Déjà fortement en colère, les paysans ont été excédés par le non-respect d’un accord signé le 17 juin dernier avec les abattoirs, les grossistes et la grande distribution. Il prévoyait l’augmentation des prix d’achat ; déjà insuffisant en lui-même, il n’a pas été suivi d’effet, en tout cas pas comme annoncé. Les éleveurs réclament d’autres mesures, comme la baisse des importations, des aides pour le désendettement – très important – des exploitations, dans le cadre d’une crise mondiale pour les produits laitiers.
La situation est telle que de nombreux élevages, entre 20 000 et 25 000, sont aujourd’hui menacés. Certains éleveurs travaillent à perte et ne sont même plus en mesure de se verser un salaire.
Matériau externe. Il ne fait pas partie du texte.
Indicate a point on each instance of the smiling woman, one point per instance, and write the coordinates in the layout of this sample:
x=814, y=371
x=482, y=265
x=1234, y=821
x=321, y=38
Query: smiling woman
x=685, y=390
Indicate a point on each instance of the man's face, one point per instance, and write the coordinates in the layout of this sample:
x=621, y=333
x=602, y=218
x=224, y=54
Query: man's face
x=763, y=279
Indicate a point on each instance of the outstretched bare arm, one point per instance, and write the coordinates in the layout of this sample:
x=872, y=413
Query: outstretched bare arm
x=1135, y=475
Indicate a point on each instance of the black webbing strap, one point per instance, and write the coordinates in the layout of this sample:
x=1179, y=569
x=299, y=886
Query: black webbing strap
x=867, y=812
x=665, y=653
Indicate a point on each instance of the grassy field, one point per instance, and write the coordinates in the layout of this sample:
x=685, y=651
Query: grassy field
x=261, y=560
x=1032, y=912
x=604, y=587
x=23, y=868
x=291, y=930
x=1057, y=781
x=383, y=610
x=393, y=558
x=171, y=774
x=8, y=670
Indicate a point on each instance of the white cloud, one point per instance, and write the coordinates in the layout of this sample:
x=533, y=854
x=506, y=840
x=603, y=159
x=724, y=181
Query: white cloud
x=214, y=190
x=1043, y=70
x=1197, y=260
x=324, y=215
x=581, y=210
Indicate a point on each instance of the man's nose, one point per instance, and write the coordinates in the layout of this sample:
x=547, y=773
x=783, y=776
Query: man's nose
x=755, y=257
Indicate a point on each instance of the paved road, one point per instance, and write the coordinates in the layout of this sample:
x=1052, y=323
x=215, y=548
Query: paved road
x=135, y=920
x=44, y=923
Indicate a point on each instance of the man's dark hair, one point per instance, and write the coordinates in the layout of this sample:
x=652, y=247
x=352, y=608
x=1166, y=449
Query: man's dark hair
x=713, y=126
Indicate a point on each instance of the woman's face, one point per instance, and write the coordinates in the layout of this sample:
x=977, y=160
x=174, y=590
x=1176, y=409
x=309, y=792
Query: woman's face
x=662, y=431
Si dans certaines branches de l’agriculture – le maraîchage, la production céréalière – et dans certaines zones la situation des paysans est relativement bonne, elle est particulièrement mauvaise pour plusieurs professions, notamment les producteurs de laits et les éleveurs de porcs et de viande bovine.
Le gouvernement a refusé de répondre aux demandes des éleveurs durant des années ; le gouvernement Valls-Hollande particulièrement s’est montré ces derniers mois totalement insensible à la situation des paysans, lui qui a distribué des milliards dans les cités occupées ou annulé les dettes de divers pays africains.
Sur ordre de François Hollande, qui peut difficilement se permettre des manifestations durables, le gouvernement a fini tardivement par réagir. Le ministre de l’Agriculture a annoncé mercredi dernier 24 mesures, répondant partiellement aux demandes des éleveurs, et « coûtant » 600 millions d’euros.
Peu rassurés par ces annonces, les producteurs ont annoncé la poursuite d’un mouvement largement compris et soutenu par les Français à en croire les sondages d’opinion1. Si les grosses actions semblent devoir provisoirement cesser, les éleveurs ont annoncé des ouvertures de barrières de péage, des opérations escargot et des actions de vérification dans les camions et les supermarchés. Samedi, des actions plus virulentes – déversement de fumiers, incendie de bottes de paille et de pneus, etc. – étaient toujours constatées. Si le gouvernement venait encore à manquer à sa parole, comme les Français le pensent et comme il l’a déjà maintes fois fait, la prochaine éruption de colère paysanne pourrait être d’une grande violence.
1Selon une enquête BVA, 88 % des sondés approuvent la contestation des éleveurs et 81 % affirment être prêts à payer plus cher pour de la viande et du lait produit en France. Sans surprise, 78 % des personnes interrogées ne font pas confiance au gouvernement pour résoudre la situation.